Agricultural development and poverty reduction depend on the effective delivery of public services to farmers and the rural poor. However, the efficient and regular delivery of public services to the poor in rural areas is hindered by far-reaching governance challenges. Service providers must reach remote areas on a regular basis, often with limited resources and with little incentive to perform their duties. Reaching rural women is a particular challenge and they are often neglected, even though they make up the majority of the poor and play a crucial role in agriculture.
A team from IFPRI led by Regina Birner, working with local partners in Ghana and Ethiopia, recently published a World Bank-IFPRI book, Gender and Governance in Rural Services, which presents research results and recommendations on ways to improve agricultural and rural service delivery, and to provide more equitable access to these services for women and men.
Featuring research from India, Ethiopia, and Ghana, the book focuses on two public services, one related to agriculture and the other a nonagricultural rural service: agricultural extension and drinking water.

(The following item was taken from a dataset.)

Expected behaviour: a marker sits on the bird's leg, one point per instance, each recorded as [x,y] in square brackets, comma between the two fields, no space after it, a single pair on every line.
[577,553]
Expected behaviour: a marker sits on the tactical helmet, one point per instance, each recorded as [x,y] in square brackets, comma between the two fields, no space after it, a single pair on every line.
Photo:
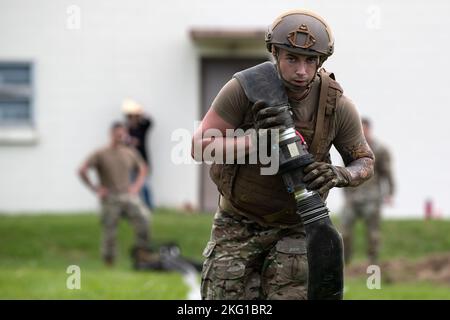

The book provides empirical evidence on how different accountability mechanisms for agricultural advisory services and drinking water provision work in practice. Based on surveys among male and female service providers, local policymakers, community-based organizations and household members, the book analyzes the suitability of different governance reform strategies to make service provision more gender responsive. Its recommendations will help researchers, public administration staff, policymakers, and NGO and international development agency staff better design and manage reform efforts, projects, and programs dealing with rural service provision.
This book is one output from ongoing IFPRI research on gender, governance, rural service delivery and decentralization.